However, recent evidence indicates that ADAM10 is the major α-secretase responsible

for the ectodomain shedding of APP in the mouse brain (Jorissen et al., 2010, Kuhn et al., 2010 and Postina et al., 2004). Nascent Erastin cost ADAM10 is produced as a zymogen and matures into an active protease only after the liberation of its prodomain by furin or proconvertase 7 in the trans-Golgi secretory pathway ( Lammich et al., 1999). After maturation, the majority of the ADAM10 is transported to the plasma membrane, where it acts as a sheddase for cell surface proteins, such as APP. Recent studies have shown that ADAM10 itself is also subject to shedding in cultured cells ( Parkin and Harris, 2009 and Tousseyn et al., 2009). Numerous studies of metalloprotease family proteins suggest that the prodomain

of ADAM10 plays critical roles in the maturation of the enzyme. The primary function of the prodomain is to keep the ADAM10 zymogen in an inactive status via direct interaction with the catalytic site ( Moss et al., 2007), thereby preventing autocatalysis during biosynthesis. Another function of the prodomain is to serve as an intramolecular chaperone, facilitating the proper folding of other domains of the protein ( Cao et al., 2000 and Shinde et al., 1997). While learn more recombinant ADAM10 lacking the prodomain upon initial synthesis is catalytically ADP ribosylation factor inactive, coexpression of the prodomain in trans has been shown to restore the α-secretase activity of the

enzyme ( Anders et al., 2001). In addition to function as a major α-secretase for APP, ADAM10 plays an essential role in embryonic neurogenesis and brain development (Jorissen et al., 2010 and Pan and Rubin, 1997). Both ADAM10 knockout (KO) and conditional KO mice are lethal in early developmental stages (Hartmann et al., 2002 and Jorissen et al., 2010), potentially due to the lack of ectodomain shedding of Notch and its ligands by ADAM10. Recent studies have shown that neurogenesis in adult hippocampus plays an essential role in learning and memory (Zhao et al., 2008).
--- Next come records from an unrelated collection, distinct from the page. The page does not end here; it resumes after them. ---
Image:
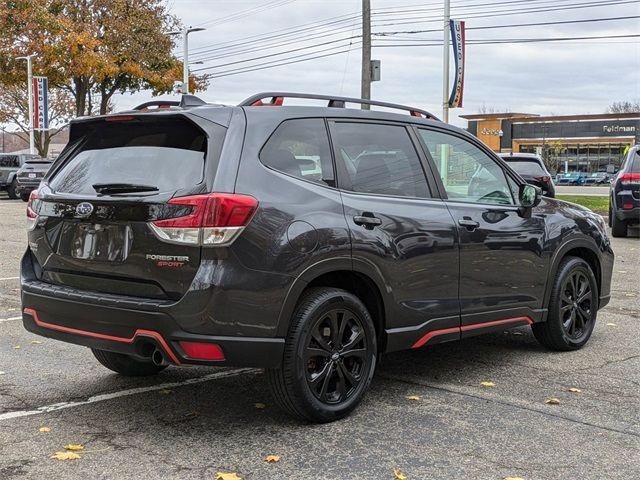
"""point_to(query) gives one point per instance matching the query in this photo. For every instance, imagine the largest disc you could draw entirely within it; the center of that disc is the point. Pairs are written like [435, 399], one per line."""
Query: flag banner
[457, 35]
[40, 103]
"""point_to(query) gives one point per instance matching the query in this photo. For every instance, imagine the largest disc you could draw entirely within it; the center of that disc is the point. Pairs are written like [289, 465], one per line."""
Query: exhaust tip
[158, 358]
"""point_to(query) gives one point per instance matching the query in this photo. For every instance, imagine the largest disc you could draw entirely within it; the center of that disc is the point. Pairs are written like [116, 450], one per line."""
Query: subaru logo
[84, 209]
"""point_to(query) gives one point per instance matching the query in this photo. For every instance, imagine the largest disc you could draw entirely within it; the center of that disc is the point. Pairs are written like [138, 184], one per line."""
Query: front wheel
[329, 357]
[572, 308]
[126, 365]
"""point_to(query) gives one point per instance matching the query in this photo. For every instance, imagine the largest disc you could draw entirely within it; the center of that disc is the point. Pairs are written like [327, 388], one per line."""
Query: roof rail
[187, 101]
[277, 99]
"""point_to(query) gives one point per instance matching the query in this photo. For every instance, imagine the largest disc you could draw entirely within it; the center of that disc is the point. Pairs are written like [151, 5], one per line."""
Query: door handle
[468, 223]
[367, 220]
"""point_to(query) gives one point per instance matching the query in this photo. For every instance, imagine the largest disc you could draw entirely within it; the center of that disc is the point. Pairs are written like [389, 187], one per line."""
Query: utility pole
[32, 143]
[185, 54]
[445, 62]
[365, 87]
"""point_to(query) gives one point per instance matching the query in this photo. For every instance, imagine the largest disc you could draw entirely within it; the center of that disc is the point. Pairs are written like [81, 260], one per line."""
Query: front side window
[300, 148]
[380, 159]
[468, 173]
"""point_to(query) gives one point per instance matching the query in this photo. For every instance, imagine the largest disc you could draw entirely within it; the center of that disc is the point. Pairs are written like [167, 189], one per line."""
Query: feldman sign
[457, 34]
[40, 103]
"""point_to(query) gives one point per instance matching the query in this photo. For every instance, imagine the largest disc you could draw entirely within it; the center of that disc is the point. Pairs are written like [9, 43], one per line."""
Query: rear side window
[167, 153]
[300, 147]
[380, 159]
[526, 167]
[9, 161]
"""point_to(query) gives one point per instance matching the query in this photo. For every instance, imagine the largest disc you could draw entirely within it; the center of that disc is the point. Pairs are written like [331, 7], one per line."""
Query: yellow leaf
[398, 475]
[227, 476]
[74, 447]
[65, 456]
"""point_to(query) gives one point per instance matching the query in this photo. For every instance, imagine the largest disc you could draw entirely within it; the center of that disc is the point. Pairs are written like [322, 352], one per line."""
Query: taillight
[630, 178]
[212, 220]
[32, 210]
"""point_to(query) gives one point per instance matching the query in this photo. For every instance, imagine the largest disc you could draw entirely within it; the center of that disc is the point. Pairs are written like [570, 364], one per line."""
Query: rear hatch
[97, 205]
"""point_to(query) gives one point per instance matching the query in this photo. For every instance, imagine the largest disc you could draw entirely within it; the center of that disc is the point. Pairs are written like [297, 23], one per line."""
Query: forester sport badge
[84, 209]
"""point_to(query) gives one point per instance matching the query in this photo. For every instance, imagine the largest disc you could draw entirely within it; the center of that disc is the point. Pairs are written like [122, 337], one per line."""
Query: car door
[502, 263]
[399, 229]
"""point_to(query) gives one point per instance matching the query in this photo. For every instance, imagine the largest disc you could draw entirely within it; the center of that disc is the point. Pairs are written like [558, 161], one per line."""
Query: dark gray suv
[305, 240]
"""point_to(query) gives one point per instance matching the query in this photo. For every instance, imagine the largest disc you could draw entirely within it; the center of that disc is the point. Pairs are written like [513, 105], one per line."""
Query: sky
[564, 77]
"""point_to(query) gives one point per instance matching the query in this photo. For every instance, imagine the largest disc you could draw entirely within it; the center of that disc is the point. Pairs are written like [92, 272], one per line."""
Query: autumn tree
[15, 110]
[92, 47]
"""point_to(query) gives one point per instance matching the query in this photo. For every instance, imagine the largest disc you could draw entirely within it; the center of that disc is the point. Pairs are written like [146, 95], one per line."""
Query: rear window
[167, 153]
[525, 167]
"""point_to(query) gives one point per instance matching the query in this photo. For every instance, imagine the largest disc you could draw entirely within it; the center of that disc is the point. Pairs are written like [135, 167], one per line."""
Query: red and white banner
[457, 35]
[40, 103]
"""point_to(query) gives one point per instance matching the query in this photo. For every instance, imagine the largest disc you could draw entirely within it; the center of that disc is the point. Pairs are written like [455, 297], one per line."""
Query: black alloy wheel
[329, 356]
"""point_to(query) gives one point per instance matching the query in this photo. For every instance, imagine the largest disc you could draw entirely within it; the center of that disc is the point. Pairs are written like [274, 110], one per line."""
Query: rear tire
[618, 227]
[329, 357]
[572, 308]
[11, 191]
[126, 365]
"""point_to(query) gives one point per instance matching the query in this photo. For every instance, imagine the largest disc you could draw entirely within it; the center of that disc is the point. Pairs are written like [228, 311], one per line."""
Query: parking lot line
[124, 393]
[10, 319]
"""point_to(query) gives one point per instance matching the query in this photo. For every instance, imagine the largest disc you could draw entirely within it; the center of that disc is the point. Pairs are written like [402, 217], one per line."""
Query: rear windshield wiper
[107, 188]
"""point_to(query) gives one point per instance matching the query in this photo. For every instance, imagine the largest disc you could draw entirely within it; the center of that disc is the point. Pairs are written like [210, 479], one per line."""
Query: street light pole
[445, 63]
[185, 53]
[32, 148]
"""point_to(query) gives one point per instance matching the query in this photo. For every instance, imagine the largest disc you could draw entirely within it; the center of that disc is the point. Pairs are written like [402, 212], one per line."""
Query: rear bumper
[128, 325]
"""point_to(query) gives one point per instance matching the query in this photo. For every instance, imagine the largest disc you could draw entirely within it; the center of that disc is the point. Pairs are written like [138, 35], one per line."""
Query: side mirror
[529, 195]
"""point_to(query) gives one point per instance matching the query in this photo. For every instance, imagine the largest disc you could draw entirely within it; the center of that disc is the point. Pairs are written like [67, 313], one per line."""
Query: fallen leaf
[74, 447]
[227, 476]
[398, 475]
[65, 456]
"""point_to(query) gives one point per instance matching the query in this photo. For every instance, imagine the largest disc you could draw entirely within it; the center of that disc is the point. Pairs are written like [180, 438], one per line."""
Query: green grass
[599, 204]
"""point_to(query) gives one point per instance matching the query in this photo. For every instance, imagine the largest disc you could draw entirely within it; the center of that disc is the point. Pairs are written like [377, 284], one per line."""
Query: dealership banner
[40, 103]
[457, 35]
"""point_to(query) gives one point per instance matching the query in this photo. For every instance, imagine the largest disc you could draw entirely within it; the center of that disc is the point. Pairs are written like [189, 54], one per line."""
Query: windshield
[167, 153]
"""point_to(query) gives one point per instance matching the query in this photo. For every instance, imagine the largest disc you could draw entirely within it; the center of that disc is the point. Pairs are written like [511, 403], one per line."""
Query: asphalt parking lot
[194, 422]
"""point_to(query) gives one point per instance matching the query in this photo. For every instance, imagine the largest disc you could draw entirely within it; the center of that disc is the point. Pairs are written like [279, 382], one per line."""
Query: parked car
[598, 178]
[199, 234]
[10, 163]
[572, 178]
[532, 169]
[29, 176]
[624, 195]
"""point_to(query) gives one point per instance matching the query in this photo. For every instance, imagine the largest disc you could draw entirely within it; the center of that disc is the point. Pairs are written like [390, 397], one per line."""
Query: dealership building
[588, 143]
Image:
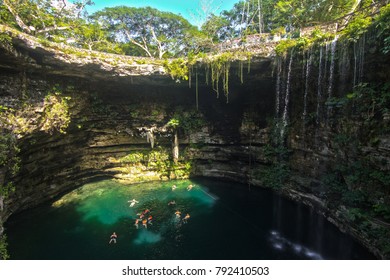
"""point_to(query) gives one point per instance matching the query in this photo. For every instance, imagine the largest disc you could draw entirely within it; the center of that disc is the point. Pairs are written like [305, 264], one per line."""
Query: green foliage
[382, 210]
[5, 39]
[158, 34]
[3, 248]
[357, 27]
[174, 123]
[382, 27]
[284, 46]
[177, 68]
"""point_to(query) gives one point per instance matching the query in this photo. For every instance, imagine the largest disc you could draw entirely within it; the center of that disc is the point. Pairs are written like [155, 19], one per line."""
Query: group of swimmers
[145, 221]
[142, 218]
[188, 188]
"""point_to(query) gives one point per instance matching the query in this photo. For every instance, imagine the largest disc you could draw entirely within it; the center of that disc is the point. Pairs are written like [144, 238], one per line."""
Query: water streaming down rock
[278, 86]
[358, 50]
[319, 92]
[307, 76]
[286, 99]
[331, 72]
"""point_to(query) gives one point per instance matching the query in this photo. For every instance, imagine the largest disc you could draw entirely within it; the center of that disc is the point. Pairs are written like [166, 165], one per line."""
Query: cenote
[227, 221]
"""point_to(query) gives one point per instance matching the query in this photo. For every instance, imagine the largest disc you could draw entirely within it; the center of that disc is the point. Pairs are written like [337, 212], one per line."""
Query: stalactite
[197, 89]
[331, 72]
[150, 138]
[307, 77]
[319, 91]
[287, 98]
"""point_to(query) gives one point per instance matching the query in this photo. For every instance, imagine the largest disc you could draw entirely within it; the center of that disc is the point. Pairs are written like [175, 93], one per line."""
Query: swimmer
[185, 219]
[133, 202]
[113, 238]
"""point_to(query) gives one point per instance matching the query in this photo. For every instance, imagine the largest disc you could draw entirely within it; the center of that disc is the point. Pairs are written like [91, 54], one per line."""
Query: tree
[216, 28]
[157, 33]
[42, 16]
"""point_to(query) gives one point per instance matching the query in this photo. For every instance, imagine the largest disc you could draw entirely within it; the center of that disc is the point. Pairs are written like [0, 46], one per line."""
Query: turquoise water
[227, 221]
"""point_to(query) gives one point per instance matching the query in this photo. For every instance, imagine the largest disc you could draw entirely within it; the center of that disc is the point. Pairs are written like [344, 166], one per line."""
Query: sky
[187, 8]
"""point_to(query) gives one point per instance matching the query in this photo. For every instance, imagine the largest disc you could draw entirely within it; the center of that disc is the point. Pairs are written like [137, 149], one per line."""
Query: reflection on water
[146, 237]
[226, 221]
[283, 244]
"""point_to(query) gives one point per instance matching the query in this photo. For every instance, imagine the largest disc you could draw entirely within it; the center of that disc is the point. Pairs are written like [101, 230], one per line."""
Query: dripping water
[278, 86]
[287, 98]
[307, 76]
[319, 93]
[358, 54]
[331, 71]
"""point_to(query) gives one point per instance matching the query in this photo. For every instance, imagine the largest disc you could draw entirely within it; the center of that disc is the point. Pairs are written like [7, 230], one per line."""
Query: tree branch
[159, 46]
[145, 48]
[18, 19]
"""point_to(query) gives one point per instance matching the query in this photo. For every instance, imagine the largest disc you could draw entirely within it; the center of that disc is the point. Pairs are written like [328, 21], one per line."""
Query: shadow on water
[228, 221]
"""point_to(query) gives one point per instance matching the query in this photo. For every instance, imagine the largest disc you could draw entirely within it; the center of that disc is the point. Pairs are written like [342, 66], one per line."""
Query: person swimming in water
[113, 238]
[185, 219]
[133, 202]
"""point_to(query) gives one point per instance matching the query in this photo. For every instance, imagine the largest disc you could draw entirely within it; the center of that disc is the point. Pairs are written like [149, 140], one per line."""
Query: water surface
[227, 221]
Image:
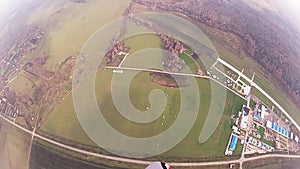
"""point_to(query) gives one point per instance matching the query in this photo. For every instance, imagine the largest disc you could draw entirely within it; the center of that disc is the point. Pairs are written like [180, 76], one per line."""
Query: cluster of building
[261, 131]
[17, 46]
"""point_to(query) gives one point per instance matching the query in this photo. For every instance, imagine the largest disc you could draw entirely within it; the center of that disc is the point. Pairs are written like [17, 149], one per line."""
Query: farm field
[14, 146]
[71, 28]
[63, 122]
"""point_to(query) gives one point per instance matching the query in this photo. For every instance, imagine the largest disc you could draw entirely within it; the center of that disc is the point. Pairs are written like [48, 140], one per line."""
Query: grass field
[145, 41]
[63, 122]
[14, 147]
[189, 62]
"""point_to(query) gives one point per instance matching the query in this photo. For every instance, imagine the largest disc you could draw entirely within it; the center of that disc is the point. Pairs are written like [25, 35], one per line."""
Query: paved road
[262, 91]
[175, 73]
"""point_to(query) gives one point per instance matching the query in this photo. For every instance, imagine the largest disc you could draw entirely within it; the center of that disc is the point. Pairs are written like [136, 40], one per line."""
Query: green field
[14, 146]
[145, 41]
[189, 62]
[63, 122]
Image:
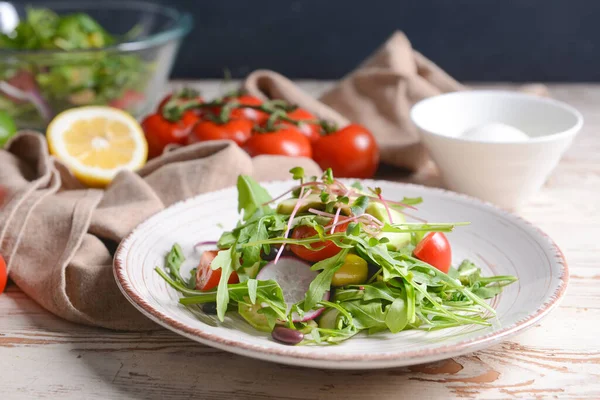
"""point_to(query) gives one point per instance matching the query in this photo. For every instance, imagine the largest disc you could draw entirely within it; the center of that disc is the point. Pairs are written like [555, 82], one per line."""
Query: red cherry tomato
[350, 152]
[128, 101]
[161, 132]
[238, 130]
[435, 249]
[284, 141]
[3, 274]
[207, 278]
[311, 131]
[329, 248]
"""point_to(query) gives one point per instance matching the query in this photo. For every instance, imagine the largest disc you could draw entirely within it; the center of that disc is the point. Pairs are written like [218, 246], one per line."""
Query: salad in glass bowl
[70, 54]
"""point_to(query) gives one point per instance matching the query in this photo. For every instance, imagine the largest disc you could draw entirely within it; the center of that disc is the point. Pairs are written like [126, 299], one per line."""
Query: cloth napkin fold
[58, 238]
[378, 94]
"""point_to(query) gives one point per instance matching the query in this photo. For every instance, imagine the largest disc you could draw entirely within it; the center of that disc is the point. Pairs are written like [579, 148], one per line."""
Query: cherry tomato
[3, 274]
[257, 116]
[311, 131]
[238, 130]
[129, 100]
[161, 132]
[435, 249]
[207, 278]
[329, 248]
[351, 152]
[286, 142]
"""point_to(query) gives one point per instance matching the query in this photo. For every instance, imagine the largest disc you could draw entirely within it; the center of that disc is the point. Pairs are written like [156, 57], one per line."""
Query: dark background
[474, 40]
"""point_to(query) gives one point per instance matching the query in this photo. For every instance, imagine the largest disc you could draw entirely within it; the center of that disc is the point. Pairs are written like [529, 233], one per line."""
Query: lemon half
[97, 142]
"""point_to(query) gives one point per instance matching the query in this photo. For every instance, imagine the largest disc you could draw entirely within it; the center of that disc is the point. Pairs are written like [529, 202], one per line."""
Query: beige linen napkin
[58, 237]
[378, 94]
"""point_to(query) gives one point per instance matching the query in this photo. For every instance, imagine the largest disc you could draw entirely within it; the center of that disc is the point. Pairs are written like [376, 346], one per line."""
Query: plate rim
[289, 356]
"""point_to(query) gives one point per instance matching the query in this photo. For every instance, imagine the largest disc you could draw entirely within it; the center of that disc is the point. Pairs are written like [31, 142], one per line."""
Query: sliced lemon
[97, 142]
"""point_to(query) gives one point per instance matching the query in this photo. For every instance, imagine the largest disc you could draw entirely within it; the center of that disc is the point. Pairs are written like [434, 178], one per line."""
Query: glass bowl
[35, 85]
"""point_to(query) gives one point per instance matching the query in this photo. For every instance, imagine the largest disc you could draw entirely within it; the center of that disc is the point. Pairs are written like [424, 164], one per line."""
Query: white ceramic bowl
[506, 173]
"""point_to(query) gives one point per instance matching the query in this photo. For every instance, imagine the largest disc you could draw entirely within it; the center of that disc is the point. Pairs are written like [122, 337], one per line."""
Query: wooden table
[42, 356]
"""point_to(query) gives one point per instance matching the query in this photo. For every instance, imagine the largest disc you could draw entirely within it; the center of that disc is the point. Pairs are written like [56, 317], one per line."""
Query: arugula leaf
[252, 197]
[226, 240]
[223, 260]
[369, 316]
[173, 260]
[322, 282]
[360, 205]
[380, 291]
[396, 317]
[252, 288]
[251, 254]
[297, 173]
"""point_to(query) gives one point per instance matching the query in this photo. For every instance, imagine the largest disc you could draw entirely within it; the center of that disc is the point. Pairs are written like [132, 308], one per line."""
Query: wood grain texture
[42, 356]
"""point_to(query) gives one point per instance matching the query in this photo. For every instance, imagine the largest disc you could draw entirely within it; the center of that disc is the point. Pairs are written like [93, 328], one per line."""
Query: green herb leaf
[369, 316]
[173, 260]
[252, 288]
[328, 176]
[252, 197]
[223, 260]
[357, 185]
[359, 206]
[322, 283]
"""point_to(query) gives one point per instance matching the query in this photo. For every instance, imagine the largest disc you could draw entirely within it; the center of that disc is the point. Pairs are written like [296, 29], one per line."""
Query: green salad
[325, 261]
[34, 86]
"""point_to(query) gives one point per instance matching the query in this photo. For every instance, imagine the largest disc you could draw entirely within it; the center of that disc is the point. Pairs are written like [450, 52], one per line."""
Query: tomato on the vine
[3, 274]
[311, 131]
[208, 278]
[161, 132]
[238, 130]
[435, 249]
[323, 250]
[285, 141]
[350, 152]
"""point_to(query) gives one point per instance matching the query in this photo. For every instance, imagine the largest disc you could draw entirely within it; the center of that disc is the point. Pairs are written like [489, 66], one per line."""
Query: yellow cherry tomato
[354, 271]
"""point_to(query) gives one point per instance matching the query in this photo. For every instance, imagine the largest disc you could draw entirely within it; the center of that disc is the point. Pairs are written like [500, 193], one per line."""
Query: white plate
[499, 242]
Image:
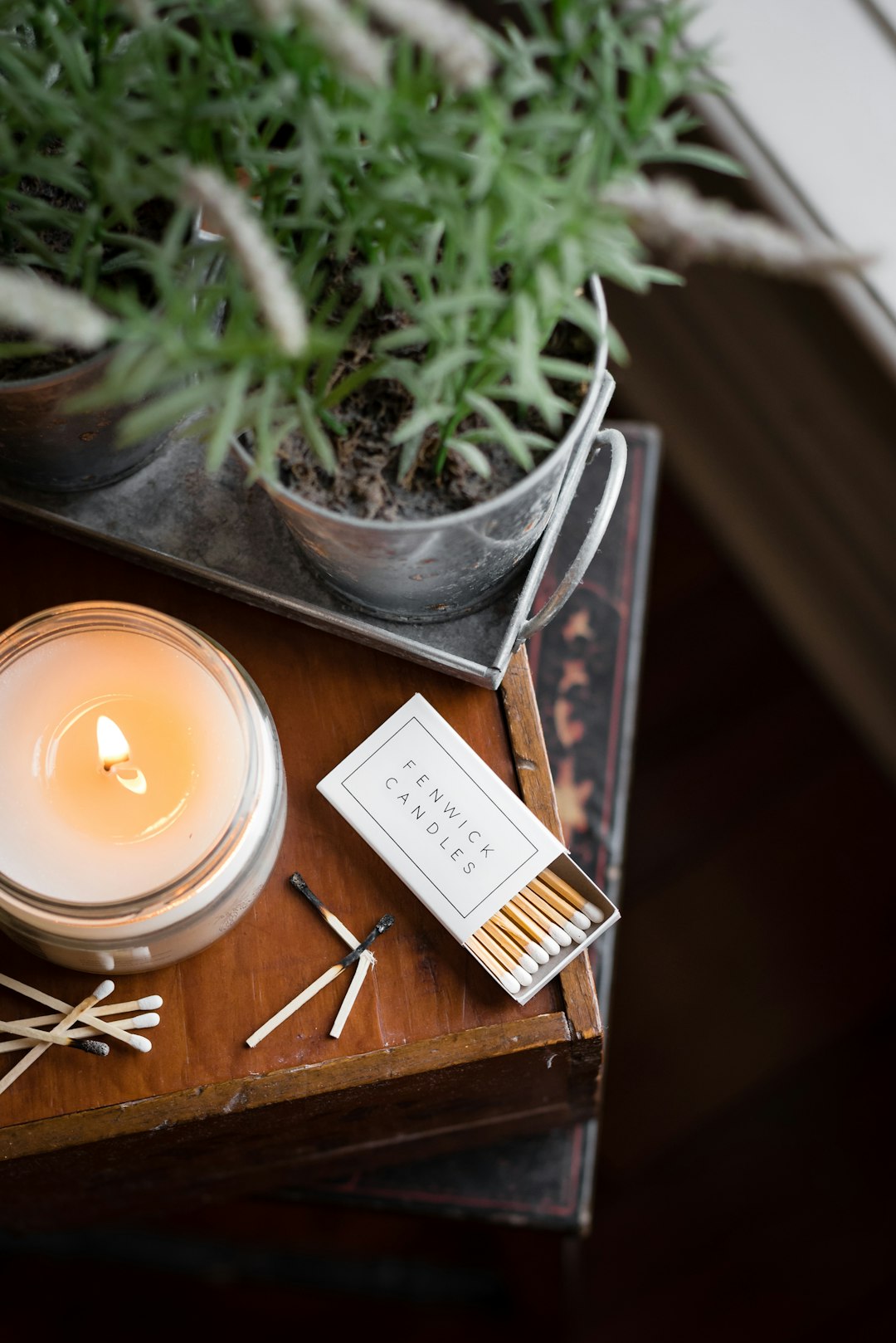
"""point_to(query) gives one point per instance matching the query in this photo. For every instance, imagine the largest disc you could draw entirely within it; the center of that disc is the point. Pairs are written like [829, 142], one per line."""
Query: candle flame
[112, 743]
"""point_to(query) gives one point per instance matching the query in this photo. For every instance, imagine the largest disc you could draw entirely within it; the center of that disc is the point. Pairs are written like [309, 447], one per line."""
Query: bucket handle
[613, 439]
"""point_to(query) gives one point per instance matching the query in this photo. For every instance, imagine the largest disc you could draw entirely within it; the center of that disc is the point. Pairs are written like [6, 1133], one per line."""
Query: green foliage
[437, 237]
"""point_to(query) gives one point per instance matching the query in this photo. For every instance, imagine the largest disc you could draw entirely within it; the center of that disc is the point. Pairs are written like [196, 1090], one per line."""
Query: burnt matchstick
[88, 1016]
[45, 1037]
[572, 932]
[503, 956]
[570, 893]
[563, 906]
[519, 916]
[69, 1019]
[507, 925]
[512, 947]
[355, 954]
[503, 975]
[553, 928]
[364, 963]
[299, 882]
[7, 1047]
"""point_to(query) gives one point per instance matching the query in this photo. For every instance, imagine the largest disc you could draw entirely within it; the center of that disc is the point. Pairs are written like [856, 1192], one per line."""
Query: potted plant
[416, 211]
[91, 238]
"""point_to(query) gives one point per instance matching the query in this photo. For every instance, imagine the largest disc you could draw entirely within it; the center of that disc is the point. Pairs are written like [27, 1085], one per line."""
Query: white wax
[75, 832]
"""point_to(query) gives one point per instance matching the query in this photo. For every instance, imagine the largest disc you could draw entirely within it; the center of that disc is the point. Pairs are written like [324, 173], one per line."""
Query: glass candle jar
[143, 797]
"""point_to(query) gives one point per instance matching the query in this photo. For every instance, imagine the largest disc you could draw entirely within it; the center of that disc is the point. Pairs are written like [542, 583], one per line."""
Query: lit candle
[141, 787]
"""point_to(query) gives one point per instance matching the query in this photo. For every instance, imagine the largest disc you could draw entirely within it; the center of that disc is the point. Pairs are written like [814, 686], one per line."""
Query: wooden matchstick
[37, 1051]
[143, 1023]
[328, 977]
[503, 975]
[571, 930]
[89, 1017]
[553, 930]
[148, 1004]
[499, 954]
[561, 904]
[519, 916]
[47, 1037]
[364, 963]
[299, 882]
[570, 893]
[512, 947]
[519, 935]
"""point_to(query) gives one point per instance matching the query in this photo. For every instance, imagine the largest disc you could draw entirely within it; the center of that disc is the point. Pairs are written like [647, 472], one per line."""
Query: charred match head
[381, 925]
[91, 1047]
[299, 882]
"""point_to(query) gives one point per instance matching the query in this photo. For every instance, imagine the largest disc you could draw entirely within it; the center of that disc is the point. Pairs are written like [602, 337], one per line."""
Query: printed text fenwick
[450, 828]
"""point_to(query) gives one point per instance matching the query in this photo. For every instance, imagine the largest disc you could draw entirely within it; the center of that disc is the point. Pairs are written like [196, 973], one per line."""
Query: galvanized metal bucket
[46, 447]
[441, 569]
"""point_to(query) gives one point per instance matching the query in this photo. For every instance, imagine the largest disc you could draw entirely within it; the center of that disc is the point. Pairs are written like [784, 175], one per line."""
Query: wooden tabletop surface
[325, 695]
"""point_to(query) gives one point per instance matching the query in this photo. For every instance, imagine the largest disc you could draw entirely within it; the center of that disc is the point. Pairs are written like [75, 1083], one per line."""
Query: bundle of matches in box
[37, 1034]
[468, 847]
[540, 921]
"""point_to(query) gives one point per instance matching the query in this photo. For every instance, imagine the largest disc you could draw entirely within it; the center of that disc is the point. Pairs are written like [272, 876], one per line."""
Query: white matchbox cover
[455, 834]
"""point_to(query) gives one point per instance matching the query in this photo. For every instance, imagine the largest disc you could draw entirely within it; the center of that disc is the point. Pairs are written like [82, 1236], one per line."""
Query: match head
[299, 882]
[90, 1047]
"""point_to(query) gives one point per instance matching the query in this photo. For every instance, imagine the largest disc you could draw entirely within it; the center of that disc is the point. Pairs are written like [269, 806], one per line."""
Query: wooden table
[434, 1057]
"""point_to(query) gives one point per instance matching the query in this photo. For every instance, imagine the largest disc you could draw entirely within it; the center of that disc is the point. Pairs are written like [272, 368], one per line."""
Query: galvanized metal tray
[215, 530]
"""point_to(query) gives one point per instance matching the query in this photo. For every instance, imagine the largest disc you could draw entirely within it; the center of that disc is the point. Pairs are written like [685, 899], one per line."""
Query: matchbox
[468, 847]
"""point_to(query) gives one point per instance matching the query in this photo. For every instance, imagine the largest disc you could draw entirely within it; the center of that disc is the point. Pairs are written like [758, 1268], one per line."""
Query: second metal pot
[46, 447]
[440, 569]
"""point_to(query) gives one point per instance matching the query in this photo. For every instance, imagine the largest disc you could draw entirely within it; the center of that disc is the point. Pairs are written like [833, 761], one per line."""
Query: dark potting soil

Whether ADAM10 plays a role in adult hippocampal neurogenesis has yet to be addressed. To assess the candidacy of ADAM10 as a LOAD susceptibility gene, we previously genotyped 30 SNPs that span the gene to test for genetic association with AD. These analyses, followed by targeted resequencing of ADAM10, ultimately led to the identification of two nonsynonymous mutations, Q170H and R181G, in seven LOAD families ( Kim et al., 2009). Overexpression of both mutant forms of ADAM10 in cell cultures significantly increased Aβ levels as compared to wild-type (WT) ADAM10 controls ( Kim et al., 2009). Here, we set out to demonstrate the pathogenicity of the two ADAM10 mutations in transgenic mouse models.